SDR Forum wants to know what you think
The leaders of the Software Defined Radio (SDR) Forum, which is working to promote development and field deployment of SDR systems, seemed quite happy when I spoke to several of them when they called during the group’s annual technical conference held this week in Scottsdale, Ariz. The Forum reported attendance of about 400, an increase of about 100 over last year’s conference held in Orlando. Perhaps a better indicator of the growing interest in SDR was the 40 exhibitors on hand, double last year’s turnout.
Even with the up-tick in attendance, SDR Forum leaders seemed happier about finally publishing the request for information (RFI) they have been talking about since August. Issued by the Forum’s Public-Safety Special Interest Group, the RFI seeks specific ideas regarding how SDR technology can meet public-safety requirements. “It took a while to dot all the ‘Is’ and cross all the ‘Ts,'” said Fred Frantz, SDR Forum member and director of law-enforcement communications for L3 Communications Government Services.

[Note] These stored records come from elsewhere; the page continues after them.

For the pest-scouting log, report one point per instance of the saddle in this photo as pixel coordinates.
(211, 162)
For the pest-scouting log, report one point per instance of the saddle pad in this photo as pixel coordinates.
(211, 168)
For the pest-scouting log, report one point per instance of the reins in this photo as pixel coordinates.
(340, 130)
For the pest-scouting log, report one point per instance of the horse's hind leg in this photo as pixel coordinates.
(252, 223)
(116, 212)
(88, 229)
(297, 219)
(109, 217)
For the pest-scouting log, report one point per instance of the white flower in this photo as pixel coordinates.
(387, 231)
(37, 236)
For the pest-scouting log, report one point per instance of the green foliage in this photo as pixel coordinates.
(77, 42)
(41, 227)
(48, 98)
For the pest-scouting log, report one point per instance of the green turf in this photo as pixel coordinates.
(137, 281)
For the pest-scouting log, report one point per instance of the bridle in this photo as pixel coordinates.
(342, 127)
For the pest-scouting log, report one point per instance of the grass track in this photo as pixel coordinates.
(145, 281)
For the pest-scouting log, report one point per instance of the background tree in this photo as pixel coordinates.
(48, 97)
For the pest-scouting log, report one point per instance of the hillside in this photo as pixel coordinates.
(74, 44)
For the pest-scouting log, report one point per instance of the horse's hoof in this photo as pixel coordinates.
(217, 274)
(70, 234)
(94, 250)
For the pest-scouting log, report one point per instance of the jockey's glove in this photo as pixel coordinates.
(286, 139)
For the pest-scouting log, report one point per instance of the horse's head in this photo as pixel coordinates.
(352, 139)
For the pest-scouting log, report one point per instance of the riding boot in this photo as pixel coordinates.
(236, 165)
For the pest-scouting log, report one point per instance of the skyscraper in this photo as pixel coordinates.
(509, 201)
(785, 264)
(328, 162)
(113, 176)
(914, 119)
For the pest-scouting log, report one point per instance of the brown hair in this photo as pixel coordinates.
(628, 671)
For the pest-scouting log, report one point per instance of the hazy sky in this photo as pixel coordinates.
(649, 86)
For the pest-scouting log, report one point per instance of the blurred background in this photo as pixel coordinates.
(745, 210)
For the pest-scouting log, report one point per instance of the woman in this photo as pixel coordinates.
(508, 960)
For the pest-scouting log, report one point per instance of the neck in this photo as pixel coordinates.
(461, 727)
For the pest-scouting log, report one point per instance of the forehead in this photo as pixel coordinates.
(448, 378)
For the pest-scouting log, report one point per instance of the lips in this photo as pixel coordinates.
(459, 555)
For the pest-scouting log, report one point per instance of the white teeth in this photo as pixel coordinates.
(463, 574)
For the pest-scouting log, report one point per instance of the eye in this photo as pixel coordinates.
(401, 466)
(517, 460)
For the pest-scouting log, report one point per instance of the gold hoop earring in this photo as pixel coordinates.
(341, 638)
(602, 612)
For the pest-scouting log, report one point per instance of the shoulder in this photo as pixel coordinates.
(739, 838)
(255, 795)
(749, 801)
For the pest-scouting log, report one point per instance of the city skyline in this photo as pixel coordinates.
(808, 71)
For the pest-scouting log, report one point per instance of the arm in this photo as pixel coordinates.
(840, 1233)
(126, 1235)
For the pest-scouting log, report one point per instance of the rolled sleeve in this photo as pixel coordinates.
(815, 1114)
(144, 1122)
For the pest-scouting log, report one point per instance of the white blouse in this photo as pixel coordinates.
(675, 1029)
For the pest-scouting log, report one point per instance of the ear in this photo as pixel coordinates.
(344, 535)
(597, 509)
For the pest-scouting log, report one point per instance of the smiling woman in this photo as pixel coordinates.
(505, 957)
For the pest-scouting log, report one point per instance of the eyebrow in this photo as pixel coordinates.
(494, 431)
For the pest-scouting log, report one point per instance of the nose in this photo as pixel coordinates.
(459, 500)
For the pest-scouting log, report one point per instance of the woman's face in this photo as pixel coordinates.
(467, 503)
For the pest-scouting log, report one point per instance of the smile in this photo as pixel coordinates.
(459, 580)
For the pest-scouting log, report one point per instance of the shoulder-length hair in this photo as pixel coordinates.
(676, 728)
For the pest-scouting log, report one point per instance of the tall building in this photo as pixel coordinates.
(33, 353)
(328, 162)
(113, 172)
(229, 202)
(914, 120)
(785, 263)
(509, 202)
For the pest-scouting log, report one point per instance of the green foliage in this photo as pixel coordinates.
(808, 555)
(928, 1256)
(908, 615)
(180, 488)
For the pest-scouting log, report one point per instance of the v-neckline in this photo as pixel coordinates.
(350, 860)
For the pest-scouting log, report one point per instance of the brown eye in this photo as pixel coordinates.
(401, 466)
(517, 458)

Among the things the Forum hopes to learn is how to leverage the investment the military has made in its Joint Tactical Radio Systems (JTRS) program, which was created to help the armed forces migrate from their current radio systems to SDR. While many of the military’s requirements are shared by public safety, there are many others that are superfluous and would result in form factors and price points that would keep SDR beyond public safety’s reach.
“The question is, how can we take what public safety really needs — and just what it needs — and roll that technology into something that will fit into the public-safety market,” Frantz said.
The Forum also is taking a hard look at the commercial wireless sector, which is taking a much different approach to SDR, Frantz said.
“The commercial side isn’t really following the detailed model of the Software Communications Architecture, which requires more hardware, greater computation and greater memory — all of which drive up costs,” Frantz said. The SCA was developed by the U.S. Department of Defense via the JTRS program to ensure that SDRs manufactured by different companies would be able to communicate with each other.
“Public safety is sort of a gray area somewhere between the commercial side and the military side, and would like to leverage that mass market, because they don’t have the resources to fund things the way the military does,” Frantz added. “So we’re looking for the RFI to provide some feedback as to how we can achieve these conflicting goals of high capability and low cost.”
John Powell, Forum member and senior consulting engineer to the U.S. Department of Justice and U.S. Department of Homeland Security, said the Forum is eager to see whether manufacturers such as Motorola and Ericsson will be willing to share waveforms that include significant intellectual property rights (IPR). “Company A can’t build a product that will be interoperable in today’s environment unless it can support Company B’s proprietary waveform,” Powell said. “[But] other than P25, there are no trunking protocols out there that are open today. They all have significant IPR.”
Powell added that he doesn’t believe any of the companies that own the most popular public-safety waveforms are going to give up, “in the name of promoting public safety and interoperability,” those for which they own IPR. “Cross licensing is probably where we’re going to end up,” he said.
Another area of interest concerns standards. While the military has largely defined standards within the devices, public safety thus far has chosen to define standards “either between systems or between devices within a system,” Frantz said, adding that he hopes that JTRS program participants and public safety comment on the advantages and disadvantages of their respective approaches.